Ruby Reetika Tripathi

University of Toronto, Canada

Title: Accuracy of the weight-for-age index in identifying obese children in the emergency setting

Biography

Ruby Reetika Tripathi is currently in final year of undergraduate studies at the University of Toronto where she is pursuing a major in Health and Disease as well as a minor in French and Italian. Her interest in this pediatric obesity research had been ignited by a two-year research project that she worked on in collaboration with several Pediatric Emergency Physicians at the Hospital for Sick Children & British Columbia Children's Hospital, entitled “Bone Fractures in Children - Is There an Association with Obesity?”

Abstract

Background: Obesity has been defined as weight-for-age >95th percentile for research/clinical settings like the emergency department where height is not routinely available. Objective: Our main objective was to determine the sensitivity of weight-for-age >95%th percentile in identifying obesity, using Body Mass Index (BMI)-for-age >95% percentile as the reference standard. We also determined the specificity, and predictive values, and the correlation between weight and BMI-for-age values. Methods: This was a cross-sectional study with prospectively collected data conducted at two urban, tertiary care pediatric emergency departments in Canada. Children between 2 and 17 years of age with acute extremity injuries were enrolled. Results: Of the 2259 participants, 1283 (56.1%) were male and the mean (SD) age was 9.5 (4.1) years.

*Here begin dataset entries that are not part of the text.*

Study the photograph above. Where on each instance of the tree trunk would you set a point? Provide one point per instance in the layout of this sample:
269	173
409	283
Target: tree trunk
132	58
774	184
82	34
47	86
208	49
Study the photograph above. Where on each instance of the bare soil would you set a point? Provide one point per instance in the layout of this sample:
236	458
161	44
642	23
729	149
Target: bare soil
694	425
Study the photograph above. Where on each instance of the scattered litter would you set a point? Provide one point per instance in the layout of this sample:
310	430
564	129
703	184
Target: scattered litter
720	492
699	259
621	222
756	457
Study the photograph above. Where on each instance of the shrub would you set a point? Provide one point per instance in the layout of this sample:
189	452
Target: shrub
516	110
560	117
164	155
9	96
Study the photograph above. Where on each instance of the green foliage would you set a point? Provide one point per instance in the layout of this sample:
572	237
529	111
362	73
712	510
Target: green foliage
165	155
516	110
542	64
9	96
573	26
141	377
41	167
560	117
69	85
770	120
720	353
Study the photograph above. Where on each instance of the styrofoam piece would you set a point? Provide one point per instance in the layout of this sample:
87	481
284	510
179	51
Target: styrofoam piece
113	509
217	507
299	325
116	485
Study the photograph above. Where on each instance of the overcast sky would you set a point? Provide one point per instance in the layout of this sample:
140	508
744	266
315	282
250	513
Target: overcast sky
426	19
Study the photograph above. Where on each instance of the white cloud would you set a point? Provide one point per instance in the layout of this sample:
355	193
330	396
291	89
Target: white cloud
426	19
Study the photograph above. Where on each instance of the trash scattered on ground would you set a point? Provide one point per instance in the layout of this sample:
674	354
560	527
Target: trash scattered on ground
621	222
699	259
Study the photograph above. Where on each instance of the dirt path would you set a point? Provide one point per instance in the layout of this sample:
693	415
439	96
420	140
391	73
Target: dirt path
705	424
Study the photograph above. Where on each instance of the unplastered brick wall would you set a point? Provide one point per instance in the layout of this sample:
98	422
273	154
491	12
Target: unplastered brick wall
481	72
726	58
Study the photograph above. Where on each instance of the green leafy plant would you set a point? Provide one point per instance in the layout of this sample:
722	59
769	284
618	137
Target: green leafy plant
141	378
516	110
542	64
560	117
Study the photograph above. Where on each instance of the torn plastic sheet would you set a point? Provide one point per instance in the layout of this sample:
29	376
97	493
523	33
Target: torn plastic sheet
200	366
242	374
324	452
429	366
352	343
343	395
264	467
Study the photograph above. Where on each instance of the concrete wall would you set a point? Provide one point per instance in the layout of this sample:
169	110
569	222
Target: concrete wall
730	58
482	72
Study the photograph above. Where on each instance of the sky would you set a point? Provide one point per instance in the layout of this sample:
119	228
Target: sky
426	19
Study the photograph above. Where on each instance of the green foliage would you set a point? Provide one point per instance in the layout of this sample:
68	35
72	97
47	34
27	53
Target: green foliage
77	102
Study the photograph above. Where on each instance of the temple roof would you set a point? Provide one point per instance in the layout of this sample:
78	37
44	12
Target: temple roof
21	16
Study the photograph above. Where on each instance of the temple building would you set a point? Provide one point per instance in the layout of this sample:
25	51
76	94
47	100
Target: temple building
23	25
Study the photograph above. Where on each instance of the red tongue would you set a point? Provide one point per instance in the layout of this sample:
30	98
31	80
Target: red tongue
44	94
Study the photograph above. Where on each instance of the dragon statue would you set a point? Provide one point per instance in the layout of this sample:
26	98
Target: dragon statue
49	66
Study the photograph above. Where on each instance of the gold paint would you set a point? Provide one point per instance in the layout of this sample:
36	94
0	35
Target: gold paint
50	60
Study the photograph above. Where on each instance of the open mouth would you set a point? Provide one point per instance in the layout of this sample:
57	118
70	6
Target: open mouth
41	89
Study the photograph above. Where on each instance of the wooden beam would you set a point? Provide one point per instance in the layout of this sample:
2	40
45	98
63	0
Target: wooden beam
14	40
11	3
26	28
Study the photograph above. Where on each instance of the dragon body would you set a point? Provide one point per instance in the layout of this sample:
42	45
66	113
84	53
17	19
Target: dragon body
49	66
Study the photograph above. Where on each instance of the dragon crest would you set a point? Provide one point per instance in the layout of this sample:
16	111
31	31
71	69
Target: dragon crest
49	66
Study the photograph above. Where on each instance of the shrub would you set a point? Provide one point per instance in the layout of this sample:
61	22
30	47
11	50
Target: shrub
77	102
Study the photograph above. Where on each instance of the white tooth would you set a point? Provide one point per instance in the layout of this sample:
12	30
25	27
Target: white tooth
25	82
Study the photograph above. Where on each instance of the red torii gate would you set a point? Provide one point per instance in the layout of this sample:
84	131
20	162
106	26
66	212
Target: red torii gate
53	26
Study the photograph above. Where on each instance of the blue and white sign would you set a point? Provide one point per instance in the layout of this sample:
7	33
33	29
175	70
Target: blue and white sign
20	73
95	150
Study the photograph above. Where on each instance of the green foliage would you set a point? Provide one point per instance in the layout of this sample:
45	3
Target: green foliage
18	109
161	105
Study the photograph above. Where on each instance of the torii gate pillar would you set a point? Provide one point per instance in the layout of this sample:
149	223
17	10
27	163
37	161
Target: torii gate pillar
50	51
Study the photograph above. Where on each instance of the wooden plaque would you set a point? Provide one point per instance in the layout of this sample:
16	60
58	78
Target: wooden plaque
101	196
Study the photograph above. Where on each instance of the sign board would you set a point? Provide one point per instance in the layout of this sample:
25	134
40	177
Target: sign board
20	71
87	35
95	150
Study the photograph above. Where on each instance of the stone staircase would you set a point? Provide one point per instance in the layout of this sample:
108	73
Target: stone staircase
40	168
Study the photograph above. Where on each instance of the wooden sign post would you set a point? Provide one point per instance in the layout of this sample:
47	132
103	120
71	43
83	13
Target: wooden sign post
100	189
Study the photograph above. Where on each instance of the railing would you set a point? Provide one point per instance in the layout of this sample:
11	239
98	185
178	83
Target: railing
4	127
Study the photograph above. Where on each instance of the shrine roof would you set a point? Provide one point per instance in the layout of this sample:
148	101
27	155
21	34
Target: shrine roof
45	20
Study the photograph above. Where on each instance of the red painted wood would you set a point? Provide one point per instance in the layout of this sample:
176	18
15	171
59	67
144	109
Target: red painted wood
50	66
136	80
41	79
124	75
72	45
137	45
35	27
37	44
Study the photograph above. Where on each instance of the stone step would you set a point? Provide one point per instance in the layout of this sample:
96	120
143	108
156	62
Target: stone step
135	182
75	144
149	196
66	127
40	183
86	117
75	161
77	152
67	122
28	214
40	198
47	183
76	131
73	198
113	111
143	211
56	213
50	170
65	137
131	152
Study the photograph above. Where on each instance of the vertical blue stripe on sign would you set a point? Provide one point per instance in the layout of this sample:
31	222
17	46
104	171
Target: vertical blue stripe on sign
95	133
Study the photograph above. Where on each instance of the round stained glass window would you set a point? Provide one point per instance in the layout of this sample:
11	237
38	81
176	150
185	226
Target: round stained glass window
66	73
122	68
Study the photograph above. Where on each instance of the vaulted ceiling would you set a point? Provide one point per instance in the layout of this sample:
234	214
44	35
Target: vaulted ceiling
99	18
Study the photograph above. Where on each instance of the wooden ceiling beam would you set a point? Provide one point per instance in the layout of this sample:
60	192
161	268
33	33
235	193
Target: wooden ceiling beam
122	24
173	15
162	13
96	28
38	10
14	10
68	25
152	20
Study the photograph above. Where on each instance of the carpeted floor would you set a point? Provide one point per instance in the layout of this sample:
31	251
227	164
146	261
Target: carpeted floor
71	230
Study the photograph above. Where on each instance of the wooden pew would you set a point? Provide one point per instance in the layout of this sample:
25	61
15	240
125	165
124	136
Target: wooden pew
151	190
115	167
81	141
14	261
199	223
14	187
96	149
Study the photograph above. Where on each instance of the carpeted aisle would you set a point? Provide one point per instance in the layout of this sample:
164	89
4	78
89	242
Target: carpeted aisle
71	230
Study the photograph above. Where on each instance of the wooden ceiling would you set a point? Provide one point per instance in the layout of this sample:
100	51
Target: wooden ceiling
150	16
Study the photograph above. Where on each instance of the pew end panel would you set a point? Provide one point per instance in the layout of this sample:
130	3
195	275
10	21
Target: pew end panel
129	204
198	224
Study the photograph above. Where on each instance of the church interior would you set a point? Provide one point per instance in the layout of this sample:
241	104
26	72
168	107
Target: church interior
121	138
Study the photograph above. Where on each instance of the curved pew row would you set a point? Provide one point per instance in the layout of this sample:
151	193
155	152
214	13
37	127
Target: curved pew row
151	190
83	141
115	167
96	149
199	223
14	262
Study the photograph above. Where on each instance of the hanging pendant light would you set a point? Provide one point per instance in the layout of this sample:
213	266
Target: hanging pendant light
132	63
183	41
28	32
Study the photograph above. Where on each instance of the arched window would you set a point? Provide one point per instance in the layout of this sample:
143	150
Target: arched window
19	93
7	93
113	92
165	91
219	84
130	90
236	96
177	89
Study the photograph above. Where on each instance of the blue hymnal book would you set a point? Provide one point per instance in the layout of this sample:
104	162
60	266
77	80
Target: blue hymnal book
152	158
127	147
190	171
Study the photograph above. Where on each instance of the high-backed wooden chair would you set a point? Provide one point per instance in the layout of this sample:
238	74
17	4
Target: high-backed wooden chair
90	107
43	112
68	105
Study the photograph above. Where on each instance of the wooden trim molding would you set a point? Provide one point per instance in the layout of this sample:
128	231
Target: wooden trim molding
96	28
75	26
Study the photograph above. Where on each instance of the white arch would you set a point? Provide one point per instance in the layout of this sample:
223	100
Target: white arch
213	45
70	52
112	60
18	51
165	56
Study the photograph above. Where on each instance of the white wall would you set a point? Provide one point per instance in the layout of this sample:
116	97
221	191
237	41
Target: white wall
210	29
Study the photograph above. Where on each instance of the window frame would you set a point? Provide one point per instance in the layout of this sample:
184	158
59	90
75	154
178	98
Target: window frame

Using weight-for-age >95th percentile, 326 [14.3% (12.9, 15.7]) were classified as obese, while using BMI-for-age >95th percentile criteria determined that 363 [16.1% (14.6, 17.7)] were obese, p<0.0001. The sensitivity (95% CI) of weight-for-age >95th percentile to identify obesity was 62.2% (57.0, 67.2). The specificity, positive and negative predictive values were 94.5 % (93.6, 95.6), 14.4% (13.0, 16.0), and 85.6% (84.0, 87.0), respectively. The correlation between BMI and weight-for-age was 0.71 (0.68, 0.73). Conclusion: Although there may be limited validity in using this weight-for-age cut-off as a definition for obesity in research that includes children with acute injuries, the high specificity may provide some clinical utility in identifying two-thirds of children who are obese while minimizing false labeling of this condition.